Tuesday, February 28, 2017

Old gold is still gold.

The UK Telegraph reports that a couple of treasure hunter enthusiasts used their metal detection equipment to find buried treasure in a farmer's field (something that apparently happens quite a bit over there).  The article states that the find, which consists of several bracelet style pieces, dates "to around 400–250 BC, and is probably the earliest Iron Age gold work ever discovered in Britain".  Imagine if you had found some kind of paper money that old.  What would it be worth?  Of course we already know the answer to that.  It would have zero intrinsic value if it even survived at all.  It might have some historical value and it might fetch a lot of money in that sense.  But that valuation would be no different than any other old document deemed of historical value.  The monetary value would be zero.  You can buy lots of old paper notes online for very little money if they don't hold special historical value.

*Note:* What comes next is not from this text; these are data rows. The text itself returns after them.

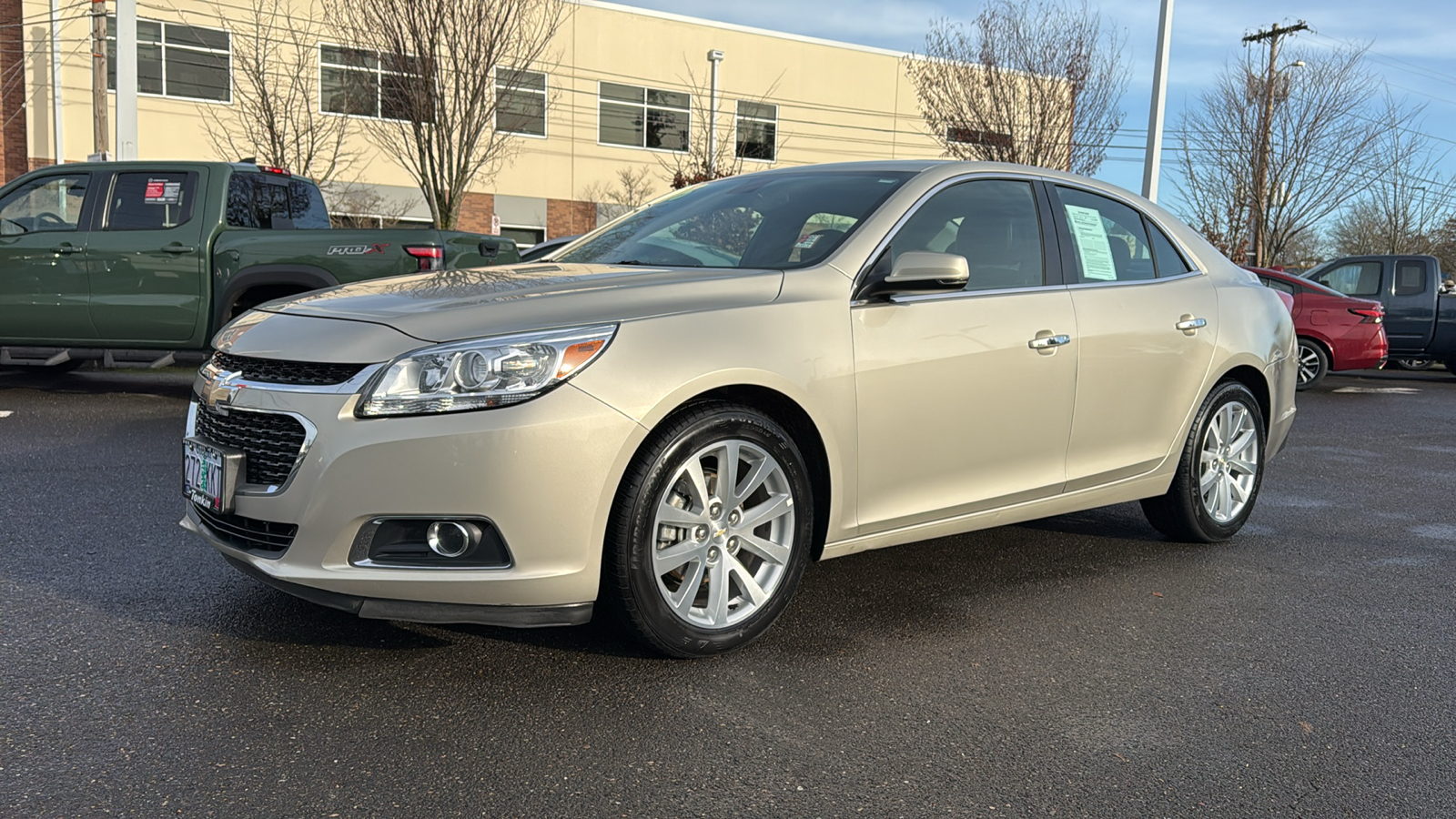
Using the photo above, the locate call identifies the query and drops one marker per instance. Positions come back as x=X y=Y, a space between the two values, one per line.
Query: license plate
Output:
x=210 y=472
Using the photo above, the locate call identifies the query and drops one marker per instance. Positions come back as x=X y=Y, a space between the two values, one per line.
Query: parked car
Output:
x=1336 y=332
x=541 y=249
x=899 y=350
x=157 y=256
x=1420 y=312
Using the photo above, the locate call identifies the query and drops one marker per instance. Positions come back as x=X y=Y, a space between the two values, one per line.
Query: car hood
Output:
x=465 y=303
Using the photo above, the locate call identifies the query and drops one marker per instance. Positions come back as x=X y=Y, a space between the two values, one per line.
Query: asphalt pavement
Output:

But gold is different.  Those bracelets could be melted down today and would have significant value simply based on their gold weight.  That's because gold was money back in 400BC and its still money today.  No I'm not saying that someone should melt those beautiful pieces down.  Not only would they lose their art value but their historical value as well.  But if we want to compare apples to apples by removing art and historical value from old paper money vs old gold money, the paper money would lose 100% of its spending power today whereas the gold would still be worth its weight in, well, gold.
  • Gold is money.
  • Paper currency is not money.
  • Paper currency is essentially a claim on goods and services within an economy.
  • Claims/promises such as this are honored until they are not and then boy aren't they.
  • Humans have a long track record of making promises they cannot meet and then breaking said promises.  Its difficult to know exactly when humans will decide to stop honoring their promises but it generally occurs when the payment comes due.  The chart below shows the growth of the national debt.  At some point in the not distant future, payment will come due.
 

  • No it won't be different this time.   There is nothing new under the sun except the history you don't know.